Local authorities poised to slap water wasters with hefty fines
Struggling to conserve water in the midst of third consecutive parched summer, California is poised to slap water wasters with hefty fines of up to $500 per day.
Under emergency water conservation rules that the California Water Resources Control Board will consider next week, drenching lawn or washing a car with a nozzle-less hose would be among the violations that would attract penalties.
If approved by the state legislature, the new regulations would take effect on August 1 this year.

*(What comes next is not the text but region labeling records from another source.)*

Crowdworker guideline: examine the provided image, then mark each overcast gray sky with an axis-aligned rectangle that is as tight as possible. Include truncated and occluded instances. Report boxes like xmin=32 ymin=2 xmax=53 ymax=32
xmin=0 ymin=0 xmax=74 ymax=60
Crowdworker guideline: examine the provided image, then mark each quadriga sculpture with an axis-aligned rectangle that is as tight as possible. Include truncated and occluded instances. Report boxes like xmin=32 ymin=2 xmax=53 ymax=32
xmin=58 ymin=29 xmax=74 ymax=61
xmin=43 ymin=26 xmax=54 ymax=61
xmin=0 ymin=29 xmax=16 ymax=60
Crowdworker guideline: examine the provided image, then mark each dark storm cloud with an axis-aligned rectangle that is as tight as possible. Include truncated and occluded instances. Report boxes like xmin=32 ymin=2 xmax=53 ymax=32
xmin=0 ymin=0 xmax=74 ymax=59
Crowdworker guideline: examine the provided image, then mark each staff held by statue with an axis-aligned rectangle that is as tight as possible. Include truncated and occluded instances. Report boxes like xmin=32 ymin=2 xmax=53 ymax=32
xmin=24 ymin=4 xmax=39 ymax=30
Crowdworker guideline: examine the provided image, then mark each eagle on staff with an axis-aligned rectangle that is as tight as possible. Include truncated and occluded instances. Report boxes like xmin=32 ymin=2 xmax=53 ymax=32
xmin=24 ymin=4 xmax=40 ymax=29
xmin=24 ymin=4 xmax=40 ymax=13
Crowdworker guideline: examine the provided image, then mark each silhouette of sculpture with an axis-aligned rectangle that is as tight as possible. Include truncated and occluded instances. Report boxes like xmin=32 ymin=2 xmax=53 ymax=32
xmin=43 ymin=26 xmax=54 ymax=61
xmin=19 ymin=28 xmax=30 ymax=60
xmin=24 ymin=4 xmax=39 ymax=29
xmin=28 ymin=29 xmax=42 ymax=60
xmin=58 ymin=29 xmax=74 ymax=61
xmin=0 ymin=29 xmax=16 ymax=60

It would be the first time when the state would impose binding restrictions and fines on residential outdoor water use.
Felicia Marcus, chairwoman of the Water Resources Control Board, said, "Having a dirty car and a brown lawn should be a badge of honor because it shows you care about your community. We don't know when it will rain again. It's prudent to act as if it won't."
Marcus also asked people to prepare for further restrictions, saying the board would consider more stringent measures if it does not rain later this fall.
The Golden State is suffering severe dry conditions for the third year in a row, which forced the state water distribution authorities to cut supplies to farmers, business as well as households. Frequent wildfires throughout the state have been adding salt to the wound.
At local levels, mandatory and voluntary restrictions could reduce water use by just 5 per cent through May this year. The figure is well short of the 20 per cent sought by Gov. Jerry Brown.